The first thing you had to wonder was whether her whole body had been transformed in the same way.
“How amazing,” said Joyce, as neutrally as possible.
“Well, I don’t know how amazing it is, but it would have cost a pile of money if I’d had to pay for it,” Edie said. “That’s what I was into at one time. What I’m showing it to you for is that some people would object to it. Like supposing I got hot in the shed and had to work in my shirt.”
“Not us,” said Joyce, and looked at Jon. He shrugged.
She asked Edie if she would like a cup of coffee.
“No, thank you.” Edie was putting her shirt back on. “A lot of people at AA, they just seem like they live on coffee. What I say to them, I say, Why are you changing one bad habit for another?”
“Extraordinary,” Joyce said later. “You feel that no matter what you said she might give you a lecture. I didn’t dare inquire about the virgin birth.”
Jon said, “She’s strong. That’s the main thing. I took a look at her arms.”
When Jon says “strong” he means just what the word used to mean. He means she could carry a beam.
While Jon works he listens to CBC Radio. Music, but also news, commentaries, phone-ins. He sometimes reports Edie’s opinions on what they have listened to.
Edie does not believe in evolution.
(There had been a phone-in program in which some people objected to what was being taught in the schools.)
Why not?
“Well, it’s because in those Bible countries,” Jon said, and then he switched into his firm monotonous Edie voice, “in those Bible countries they have a lot of monkeys and the monkeys were always swinging down from the trees and that’s how people got the idea that monkeys just swung down and turned into people.”

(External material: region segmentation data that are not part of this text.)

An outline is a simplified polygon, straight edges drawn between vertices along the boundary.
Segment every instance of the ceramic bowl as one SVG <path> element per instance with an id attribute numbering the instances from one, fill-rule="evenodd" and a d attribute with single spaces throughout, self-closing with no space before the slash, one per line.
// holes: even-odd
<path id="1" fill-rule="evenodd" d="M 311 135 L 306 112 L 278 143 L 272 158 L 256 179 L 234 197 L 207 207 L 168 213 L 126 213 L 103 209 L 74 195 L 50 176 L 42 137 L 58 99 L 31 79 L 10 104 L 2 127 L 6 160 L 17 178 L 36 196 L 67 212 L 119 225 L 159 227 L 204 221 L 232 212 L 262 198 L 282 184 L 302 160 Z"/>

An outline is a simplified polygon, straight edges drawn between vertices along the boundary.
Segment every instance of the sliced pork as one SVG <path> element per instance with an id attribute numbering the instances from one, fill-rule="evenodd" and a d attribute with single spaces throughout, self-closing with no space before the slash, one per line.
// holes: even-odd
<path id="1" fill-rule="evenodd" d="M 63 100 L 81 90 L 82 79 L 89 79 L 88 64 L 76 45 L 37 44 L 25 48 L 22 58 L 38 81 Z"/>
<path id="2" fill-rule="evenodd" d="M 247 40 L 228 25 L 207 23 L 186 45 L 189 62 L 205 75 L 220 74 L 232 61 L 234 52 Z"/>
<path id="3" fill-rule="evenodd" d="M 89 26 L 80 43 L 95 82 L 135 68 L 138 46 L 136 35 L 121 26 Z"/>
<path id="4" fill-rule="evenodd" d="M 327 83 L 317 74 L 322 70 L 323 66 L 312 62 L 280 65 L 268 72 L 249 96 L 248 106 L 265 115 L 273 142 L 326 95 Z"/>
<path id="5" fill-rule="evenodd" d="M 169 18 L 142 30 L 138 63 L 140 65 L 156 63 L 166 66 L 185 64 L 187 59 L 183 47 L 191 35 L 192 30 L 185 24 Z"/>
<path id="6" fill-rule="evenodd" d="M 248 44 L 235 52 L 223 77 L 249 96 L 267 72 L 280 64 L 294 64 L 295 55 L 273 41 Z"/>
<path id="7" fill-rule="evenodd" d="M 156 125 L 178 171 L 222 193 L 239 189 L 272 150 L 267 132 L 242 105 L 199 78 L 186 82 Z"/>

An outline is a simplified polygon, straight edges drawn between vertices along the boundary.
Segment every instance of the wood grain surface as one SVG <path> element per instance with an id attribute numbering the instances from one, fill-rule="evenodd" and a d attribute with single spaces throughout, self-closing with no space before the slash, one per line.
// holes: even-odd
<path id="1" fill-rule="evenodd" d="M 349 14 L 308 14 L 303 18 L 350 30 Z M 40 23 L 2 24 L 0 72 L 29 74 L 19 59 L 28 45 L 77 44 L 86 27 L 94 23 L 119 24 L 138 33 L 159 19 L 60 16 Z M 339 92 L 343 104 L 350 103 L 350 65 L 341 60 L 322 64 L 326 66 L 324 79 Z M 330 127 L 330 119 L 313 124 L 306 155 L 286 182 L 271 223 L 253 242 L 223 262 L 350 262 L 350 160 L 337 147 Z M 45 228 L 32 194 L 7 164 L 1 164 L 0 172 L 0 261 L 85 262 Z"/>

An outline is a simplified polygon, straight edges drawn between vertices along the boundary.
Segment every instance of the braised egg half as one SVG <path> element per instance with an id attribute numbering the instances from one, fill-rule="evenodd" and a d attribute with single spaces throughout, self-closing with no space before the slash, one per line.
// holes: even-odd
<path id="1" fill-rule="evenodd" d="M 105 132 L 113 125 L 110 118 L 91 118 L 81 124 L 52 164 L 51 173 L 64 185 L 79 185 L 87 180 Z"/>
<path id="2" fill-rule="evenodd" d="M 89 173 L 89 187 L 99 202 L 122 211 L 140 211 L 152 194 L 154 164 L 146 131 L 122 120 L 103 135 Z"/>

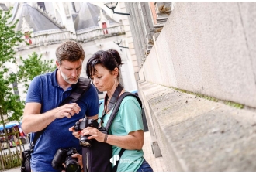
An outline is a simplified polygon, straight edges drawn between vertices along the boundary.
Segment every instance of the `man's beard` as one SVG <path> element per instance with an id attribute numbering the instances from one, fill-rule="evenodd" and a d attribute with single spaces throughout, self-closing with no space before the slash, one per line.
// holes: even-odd
<path id="1" fill-rule="evenodd" d="M 78 79 L 79 78 L 77 78 L 77 80 L 76 81 L 70 81 L 69 79 L 65 74 L 64 74 L 64 73 L 61 71 L 61 70 L 60 69 L 60 72 L 61 72 L 61 75 L 62 77 L 62 78 L 68 84 L 75 84 L 76 83 L 78 83 Z"/>

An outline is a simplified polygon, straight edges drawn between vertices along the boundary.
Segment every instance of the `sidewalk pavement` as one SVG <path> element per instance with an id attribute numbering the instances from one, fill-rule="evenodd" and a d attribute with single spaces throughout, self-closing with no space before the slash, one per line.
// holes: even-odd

“But in the first place-” said Joyce.
“Never mind. Don’t even try. Don’t you know the first rule about arguing with Edie? Never mind and shut up.”
Edie also believed that big medical companies knew the cure for cancer, but they had a bargain with doctors to keep the information quiet because of the money they and the doctors made.
When “Ode to Joy” was played on the radio she had Jon shut it off because it was so awful, like a funeral.
Also, she thought Jon and Joyce-well, really Joyce-should not leave wine bottles with wine in them right out in sight on the kitchen table.